That's a lot of talent for Dallas to give up, but it says two things about the organization: the Stars have full faith in Lindy Ruff as a long-term option behind the bench with the big club and they won't stand in the way of anyone's success.
"I believe you want to allow your people to advance, because it’s good for the entire organization," Dallas GM Jim Nill told The Dallas Morning News. "You want your players to advance to the NHL, and you want your coaches and trainers or managers to advance. I think that’s the right way to do things."
From the right way to the wrong way: What exactly were the Penguins thinking? New GM Jim Rutherford made it known that Desjardins was his top choice to replace Dan Bylsma, but then he made the inexplicable decision to low-ball him with a two-year offer. Desjardins wisely passed, and now Rutherford has to settle for his second choice (or worse)... and he'll likely have to offer more money and a longer term to secure the guy.
Maybe the next coach comes in and guides the Pens to their first Stanley Cup since 2009 and all of this will be forgotten. But the mishandling of this situation makes the curious decision to bring in Rutherford--a man whose previous team, the Carolina Hurricanes, had missed the playoffs in six of the past seven seasons--even harder to defend today than when he was hired earlier this month.
At least his glaring misplay will be celebrated in Vancouver, where Desjardins is sure to be welcomed as the right man at the right time. No, he's never been a head coach in this league, but that'll be a non-issue by Game 10 of the regular season. He's a man whose background and honest, caring nature will quickly earn the respect of the team's veterans and whose adaptability and teaching focus is ideal for a club that's looking to get younger.
You just have to look at the job he did in Texas, where he helped develop promising but raw youngsters like Patrick Nemeth and Brett Ritchie into players who will battle for spots in Dallas next season.
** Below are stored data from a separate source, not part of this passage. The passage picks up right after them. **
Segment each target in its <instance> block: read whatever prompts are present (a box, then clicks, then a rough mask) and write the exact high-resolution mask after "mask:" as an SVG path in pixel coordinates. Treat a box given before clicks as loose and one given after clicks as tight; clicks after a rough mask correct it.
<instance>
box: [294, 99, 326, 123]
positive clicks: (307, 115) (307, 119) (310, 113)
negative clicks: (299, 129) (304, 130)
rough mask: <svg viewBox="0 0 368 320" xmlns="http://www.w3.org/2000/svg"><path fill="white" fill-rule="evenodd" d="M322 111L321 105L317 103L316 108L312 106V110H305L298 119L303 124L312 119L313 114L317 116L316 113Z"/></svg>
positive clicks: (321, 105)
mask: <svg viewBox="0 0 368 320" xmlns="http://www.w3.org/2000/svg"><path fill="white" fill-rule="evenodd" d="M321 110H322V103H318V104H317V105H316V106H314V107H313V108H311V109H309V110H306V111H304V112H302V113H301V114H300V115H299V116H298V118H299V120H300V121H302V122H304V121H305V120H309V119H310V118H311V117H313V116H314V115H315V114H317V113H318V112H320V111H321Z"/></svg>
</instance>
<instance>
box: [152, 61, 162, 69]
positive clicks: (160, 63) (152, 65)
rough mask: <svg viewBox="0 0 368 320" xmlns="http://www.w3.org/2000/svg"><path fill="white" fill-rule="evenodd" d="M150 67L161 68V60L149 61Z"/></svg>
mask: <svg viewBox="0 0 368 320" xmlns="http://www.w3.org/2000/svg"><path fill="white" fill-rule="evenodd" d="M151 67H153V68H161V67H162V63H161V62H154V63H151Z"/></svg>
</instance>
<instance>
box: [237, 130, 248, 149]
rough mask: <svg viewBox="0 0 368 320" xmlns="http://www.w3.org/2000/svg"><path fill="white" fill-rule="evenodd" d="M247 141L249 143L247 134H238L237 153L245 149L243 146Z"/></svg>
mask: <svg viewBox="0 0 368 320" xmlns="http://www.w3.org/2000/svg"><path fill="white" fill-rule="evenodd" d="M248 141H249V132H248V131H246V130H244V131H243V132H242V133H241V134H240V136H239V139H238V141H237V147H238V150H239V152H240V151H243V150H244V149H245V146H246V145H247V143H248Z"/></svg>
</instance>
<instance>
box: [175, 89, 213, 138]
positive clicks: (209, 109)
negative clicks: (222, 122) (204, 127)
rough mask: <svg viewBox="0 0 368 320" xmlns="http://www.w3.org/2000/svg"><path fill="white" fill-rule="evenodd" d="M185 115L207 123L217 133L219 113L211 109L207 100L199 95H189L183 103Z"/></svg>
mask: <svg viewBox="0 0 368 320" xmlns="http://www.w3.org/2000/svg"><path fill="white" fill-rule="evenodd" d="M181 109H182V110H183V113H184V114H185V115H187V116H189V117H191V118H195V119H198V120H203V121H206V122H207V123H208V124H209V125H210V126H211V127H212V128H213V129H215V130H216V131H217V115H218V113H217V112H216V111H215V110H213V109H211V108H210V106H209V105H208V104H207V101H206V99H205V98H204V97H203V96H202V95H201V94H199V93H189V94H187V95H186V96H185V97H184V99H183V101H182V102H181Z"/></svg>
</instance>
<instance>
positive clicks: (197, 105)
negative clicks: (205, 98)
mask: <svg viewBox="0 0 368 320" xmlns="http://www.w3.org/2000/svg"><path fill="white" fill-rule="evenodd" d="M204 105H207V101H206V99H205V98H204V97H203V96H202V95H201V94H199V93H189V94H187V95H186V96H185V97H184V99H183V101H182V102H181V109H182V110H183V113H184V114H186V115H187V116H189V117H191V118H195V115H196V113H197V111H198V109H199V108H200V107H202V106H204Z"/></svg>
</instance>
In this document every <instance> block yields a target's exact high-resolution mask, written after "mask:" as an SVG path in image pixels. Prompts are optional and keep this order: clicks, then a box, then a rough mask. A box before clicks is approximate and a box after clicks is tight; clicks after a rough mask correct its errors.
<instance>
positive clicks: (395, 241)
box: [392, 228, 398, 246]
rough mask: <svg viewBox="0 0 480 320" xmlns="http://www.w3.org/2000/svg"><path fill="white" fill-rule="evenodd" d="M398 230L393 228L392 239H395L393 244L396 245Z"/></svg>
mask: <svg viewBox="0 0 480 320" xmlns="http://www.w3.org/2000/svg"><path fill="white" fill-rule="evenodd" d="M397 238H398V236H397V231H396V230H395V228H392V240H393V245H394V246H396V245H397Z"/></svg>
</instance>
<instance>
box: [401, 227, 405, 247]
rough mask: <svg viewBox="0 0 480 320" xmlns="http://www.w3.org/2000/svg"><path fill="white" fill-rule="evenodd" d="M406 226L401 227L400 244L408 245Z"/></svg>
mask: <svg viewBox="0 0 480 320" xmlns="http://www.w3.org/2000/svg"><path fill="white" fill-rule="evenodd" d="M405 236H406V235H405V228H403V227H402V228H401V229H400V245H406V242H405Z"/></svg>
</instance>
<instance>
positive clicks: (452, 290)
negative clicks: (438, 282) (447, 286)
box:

For a team like the Canucks that's done a miserable job of graduating prospects during the past five years (hello, Jordan Schroeder!), that's a tantalizing skill set. Guys like Frankie Corrado and Niklas Jensen and Bo Horvat and Hunter Shinkaruk won't just have a chance to compete for a job, they'll have a real opportunity to thrive under the tutelage of Desjardins.
The question is, who will they be competing against? The Ryan Kesler situation remains up in the air, and there are likely several other moves yet to be made by Benning as he reshapes the club in his image. But know this: Desjardins can work with the group however it shakes out. In Texas, he showed he could win with the players he had, not with a system he was determined to impose. He is that rare coach who listens and learns and makes the best of whatever he's handed.
That doesn't mean he'll make pumpkin pie out of rotting pumpkins. If the talent is there to play the run 'n' gun style that team president Trevor Linden wants, he'll make it happen. If not, he'll massage the approach to get the most out of the players he has.
That's all that management, and the team's frustrated fans, can ever ask for.